In `@src/chat/outbound.rs`:
- Around line 79-148: Add unit tests for build_wrap_with_audience: (1) generate
sender and shared keys and assert that calling build_wrap_with_audience with the
same message but different audience strings (e.g., Some("buyer") vs
Some("seller")) produces different inner_event_id values so the (session_id,
inner_event_id) uniqueness invariant holds; (2) derive shared keys (e.g.,
derive_shared_keys or equivalent), call build_wrap_with_audience with
Some("buyer"), unwrap the outer with the shared key (e.g.,
unwrap_with_shared_key) and assert the inner event content equals the original
message and contains the m-aud tag when audience is set; and (3) assert that
calling build_wrap_with_audience with audience = None matches the legacy
build_wrap output (inner_event_id and inner content) to ensure backward
compatibility.

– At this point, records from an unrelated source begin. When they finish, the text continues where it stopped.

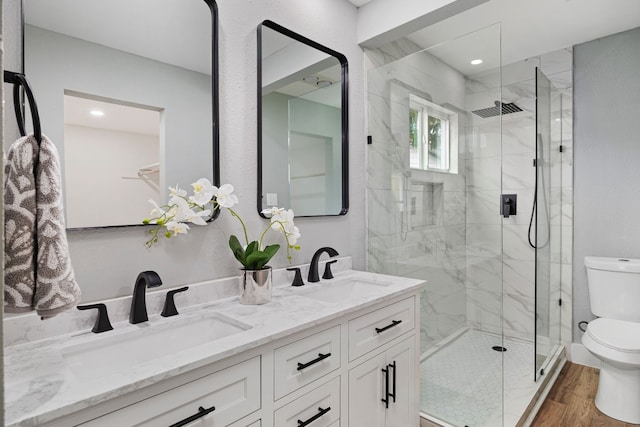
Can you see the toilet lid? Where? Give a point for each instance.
(616, 334)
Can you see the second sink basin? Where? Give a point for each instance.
(110, 354)
(342, 289)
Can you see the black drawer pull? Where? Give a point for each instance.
(393, 380)
(201, 413)
(386, 386)
(320, 357)
(393, 323)
(320, 413)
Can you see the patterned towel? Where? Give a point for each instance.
(50, 286)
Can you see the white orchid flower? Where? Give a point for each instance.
(203, 192)
(183, 212)
(282, 219)
(157, 211)
(225, 197)
(177, 227)
(293, 234)
(177, 191)
(273, 211)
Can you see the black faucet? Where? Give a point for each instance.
(146, 279)
(313, 268)
(102, 320)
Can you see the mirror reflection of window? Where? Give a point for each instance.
(111, 161)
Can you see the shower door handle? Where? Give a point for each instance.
(386, 386)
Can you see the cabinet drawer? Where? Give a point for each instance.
(381, 326)
(234, 391)
(319, 408)
(303, 361)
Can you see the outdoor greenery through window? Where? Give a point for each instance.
(432, 136)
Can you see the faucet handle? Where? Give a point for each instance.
(169, 308)
(102, 321)
(327, 269)
(297, 279)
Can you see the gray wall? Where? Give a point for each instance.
(607, 156)
(107, 261)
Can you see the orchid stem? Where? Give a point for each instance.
(244, 228)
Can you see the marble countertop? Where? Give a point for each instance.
(41, 384)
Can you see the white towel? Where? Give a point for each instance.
(51, 287)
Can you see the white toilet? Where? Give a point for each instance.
(614, 338)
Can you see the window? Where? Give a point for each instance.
(433, 136)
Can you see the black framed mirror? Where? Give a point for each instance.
(303, 159)
(128, 92)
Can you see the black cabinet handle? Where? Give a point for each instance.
(393, 380)
(320, 413)
(391, 325)
(320, 357)
(201, 413)
(386, 386)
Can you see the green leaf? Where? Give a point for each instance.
(252, 247)
(257, 260)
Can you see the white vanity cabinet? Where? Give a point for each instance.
(323, 367)
(382, 381)
(382, 390)
(217, 399)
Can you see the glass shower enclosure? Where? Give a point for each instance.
(449, 138)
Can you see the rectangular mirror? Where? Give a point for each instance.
(302, 124)
(128, 92)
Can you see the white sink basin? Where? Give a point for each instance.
(114, 353)
(342, 289)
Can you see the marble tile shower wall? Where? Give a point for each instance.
(471, 257)
(506, 286)
(396, 245)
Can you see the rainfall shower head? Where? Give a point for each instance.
(507, 108)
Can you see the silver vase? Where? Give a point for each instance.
(255, 286)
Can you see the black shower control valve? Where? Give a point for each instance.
(169, 308)
(297, 279)
(327, 269)
(508, 205)
(102, 321)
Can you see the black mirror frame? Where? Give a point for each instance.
(215, 98)
(345, 111)
(215, 105)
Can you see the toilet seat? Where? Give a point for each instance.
(618, 335)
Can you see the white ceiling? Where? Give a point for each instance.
(135, 26)
(529, 28)
(117, 117)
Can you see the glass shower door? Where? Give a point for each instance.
(542, 242)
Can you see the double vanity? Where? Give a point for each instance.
(338, 352)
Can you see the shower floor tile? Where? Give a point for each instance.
(461, 383)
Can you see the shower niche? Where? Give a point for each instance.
(425, 204)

Ensure tests use Keys::generate and reference
build_wrap_with_audience, inner_event_id, and the m-aud tag logic.
In `@src/mediation/follow_up.rs`:
- Around line 380-383: Update the stale inline comment in follow_up.rs that
currently states the session is "closed" after deliver_summary returns; change
it to reflect that after deliver_summary returns Ok the session is in the
summary_delivered state (not closed) and that the parenthetical about deferring
summary_delivered → closed to dispute_resolved remains accurate; locate the
comment near the marker-advance logic in the function handling deliver_summary
(the block that marks the round evaluated) and revise the parenthetical wording
to mention summary_delivered instead of closed while keeping the existing
rationale about preventing future ticks from mistaking evaluated rounds for
unevaluated ones.
In `@src/mediation/mod.rs`:
- Around line 1053-1058: Update the top-level doc for deliver_summary to match
the implementation: change the state machine description from "classified →
summary_pending → summary_delivered → closed" to "classified → summary_pending →
summary_delivered" (or otherwise indicate it intentionally stops at
summary_delivered), and ensure the doc mentions that transitions are performed
via db::mediation::set_session_state; keep the existing inline comment
explanation intact so docs and code agree about why the session does not
progress to closed.
- Around line 186-204: The doc for draft_and_send_initial_message is stale: it
still claims the code "Builds per-party gift-wraps with role prefixes" but the
implementation uses the m-aud audience tag instead; update the rustdoc on
draft_and_send_initial_message to reflect the current behavior (mention that
inner event id uniqueness is ensured via the m-aud audience tag, not
role-prefixed wraps), keep the rest of the bullets about transactional outbox,
bounded retry, emitting outbound_sent after successful publish
(mediation_events), and the session state transition (reference
session::open_session) intact, and remove or reword any references to role
prefixes so docs match the code.
- Around line 352-394: The doc comment for draft_and_send_followup_message is
outdated: it still claims the body is prefixed with "Round {N}. {role}:" and
that round-number/role prefixes are cosmetic, but the implementation no longer
adds those prefixes (round_number is only used for spans and m-aud carries
audience); update the rustdoc for draft_and_send_followup_message to remove the
bullet about body prefixes, clarify that round_number is used only for
tracing/span purposes and that audience is conveyed via the m-aud claim, and
keep the note about policy_hash unchanged (or explicitly state prefixes are not
used so policy_hash is unaffected); reference the function name
draft_and_send_followup_message and the symbols round_number, m-aud, and
policy_hash when editing the commentary.
In `@src/reasoning/openai.rs`:
- Around line 379-433: log_response_failure currently logs a raw/truncated
body_preview at info!, which can leak PII; change its behavior so that
info-level logs only include safe metadata (status, headers, body length) and
push any raw body content to debug! (or replace the preview with a hash +
length), and update all call sites (the non-success HTTP branch that constructs
ReasoningError::Unreachable, the serde_json::from_str parse-error branch that
returns ReasoningError::MalformedResponse, and the empty-choices branch) to stop
passing the raw body for info-level logging; you can implement this by modifying
log_response_failure to accept an enum/flag (e.g., BodyLog::DebugOrHash) or to
always compute a short SHA-256 + length for info and emit the full truncated
body only at debug, and reuse the same change for the other occurrences of
log_response_failure elsewhere in the file.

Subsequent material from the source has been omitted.